Mais valioso que ouro. Assim é o samba para o historiador Marcos Alvito. “Os alquimistas buscavam transformar qualquer coisa em ouro. Já o samba transforma tristeza em alegria. É a tecnologia que os americanos queriam ter, mas não tem”, garantiu o pesquisador no debate do Balaio de Histórias no Ponto de Cultura Samba de Roda, em Santo Amaro (BA). Professor da Universidade Federal Fluminense, ele apresentou a história de João da Baiana, mostrando como o músico usava sua arte para virar de cabeça para baixo os preconceitos raciais da época.

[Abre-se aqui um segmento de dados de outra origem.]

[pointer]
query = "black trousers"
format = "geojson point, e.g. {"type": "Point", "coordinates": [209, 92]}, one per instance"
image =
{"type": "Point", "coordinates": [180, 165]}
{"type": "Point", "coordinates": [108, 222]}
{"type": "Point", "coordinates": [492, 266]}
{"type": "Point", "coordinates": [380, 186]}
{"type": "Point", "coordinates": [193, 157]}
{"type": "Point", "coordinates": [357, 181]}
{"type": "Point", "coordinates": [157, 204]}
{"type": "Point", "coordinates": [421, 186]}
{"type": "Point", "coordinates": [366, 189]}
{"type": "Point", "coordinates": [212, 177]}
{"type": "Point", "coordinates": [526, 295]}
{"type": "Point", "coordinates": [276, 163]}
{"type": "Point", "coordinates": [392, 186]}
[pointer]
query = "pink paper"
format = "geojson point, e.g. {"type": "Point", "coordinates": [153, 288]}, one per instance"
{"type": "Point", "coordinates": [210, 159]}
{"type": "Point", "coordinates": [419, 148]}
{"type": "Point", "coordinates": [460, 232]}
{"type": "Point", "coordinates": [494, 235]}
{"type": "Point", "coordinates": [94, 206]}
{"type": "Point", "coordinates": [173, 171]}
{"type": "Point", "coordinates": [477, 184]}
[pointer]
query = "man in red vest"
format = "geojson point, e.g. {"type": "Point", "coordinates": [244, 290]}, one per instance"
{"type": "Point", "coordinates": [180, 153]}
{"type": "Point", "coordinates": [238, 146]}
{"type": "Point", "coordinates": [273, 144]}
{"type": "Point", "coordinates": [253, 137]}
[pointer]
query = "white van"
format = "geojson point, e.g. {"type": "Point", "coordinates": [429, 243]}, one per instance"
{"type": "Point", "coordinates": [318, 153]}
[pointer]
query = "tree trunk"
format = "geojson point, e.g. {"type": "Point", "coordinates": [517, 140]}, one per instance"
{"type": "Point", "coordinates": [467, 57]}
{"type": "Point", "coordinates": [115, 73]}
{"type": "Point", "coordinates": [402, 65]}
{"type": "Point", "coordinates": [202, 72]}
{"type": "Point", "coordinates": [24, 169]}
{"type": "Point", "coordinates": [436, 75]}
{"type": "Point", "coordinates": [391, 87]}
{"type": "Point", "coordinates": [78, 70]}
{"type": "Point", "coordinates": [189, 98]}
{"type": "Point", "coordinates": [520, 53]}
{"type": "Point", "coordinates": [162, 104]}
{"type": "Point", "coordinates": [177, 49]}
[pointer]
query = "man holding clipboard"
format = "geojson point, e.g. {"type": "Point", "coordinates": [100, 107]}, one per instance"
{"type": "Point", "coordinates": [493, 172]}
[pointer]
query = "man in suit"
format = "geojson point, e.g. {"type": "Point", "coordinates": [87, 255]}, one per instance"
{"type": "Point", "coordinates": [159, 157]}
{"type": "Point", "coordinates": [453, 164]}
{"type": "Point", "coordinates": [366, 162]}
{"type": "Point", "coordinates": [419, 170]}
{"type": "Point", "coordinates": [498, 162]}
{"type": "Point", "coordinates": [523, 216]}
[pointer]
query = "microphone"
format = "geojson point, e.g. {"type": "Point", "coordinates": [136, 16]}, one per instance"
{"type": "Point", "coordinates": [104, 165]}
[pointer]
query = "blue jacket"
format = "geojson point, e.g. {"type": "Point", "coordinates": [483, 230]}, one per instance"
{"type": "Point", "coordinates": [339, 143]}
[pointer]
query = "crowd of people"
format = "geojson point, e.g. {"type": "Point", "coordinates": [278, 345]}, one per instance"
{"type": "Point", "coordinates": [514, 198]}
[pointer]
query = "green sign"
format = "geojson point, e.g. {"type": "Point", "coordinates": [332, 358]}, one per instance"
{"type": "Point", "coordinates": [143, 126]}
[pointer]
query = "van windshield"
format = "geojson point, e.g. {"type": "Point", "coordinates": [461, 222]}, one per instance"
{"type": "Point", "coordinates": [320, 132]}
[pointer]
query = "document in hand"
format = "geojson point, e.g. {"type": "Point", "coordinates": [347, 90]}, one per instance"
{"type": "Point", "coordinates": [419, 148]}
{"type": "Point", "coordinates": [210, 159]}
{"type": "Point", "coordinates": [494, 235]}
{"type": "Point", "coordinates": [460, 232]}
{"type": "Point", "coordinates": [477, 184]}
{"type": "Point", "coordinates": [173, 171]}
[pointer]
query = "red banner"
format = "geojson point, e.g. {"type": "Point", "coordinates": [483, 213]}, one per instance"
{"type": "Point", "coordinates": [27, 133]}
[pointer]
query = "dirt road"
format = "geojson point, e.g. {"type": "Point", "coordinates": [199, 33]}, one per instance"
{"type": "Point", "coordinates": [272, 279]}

Atravessando o samba, a polícia do início do século passado tratava os sambistas como marginais. E João da Baiana não foi exceção. Mas ele soube usar seu prestígio em prol do seu sossego. “João da Baiana conseguiu um pandeiro assinado pelo senador Pinheiro Machado, que era seu fã. Aí ele andava com um pandeiro pra tocar e este assinado ficava guardado para ele mostrar quando a polícia vinha dar paulada”, afirmou Alvito.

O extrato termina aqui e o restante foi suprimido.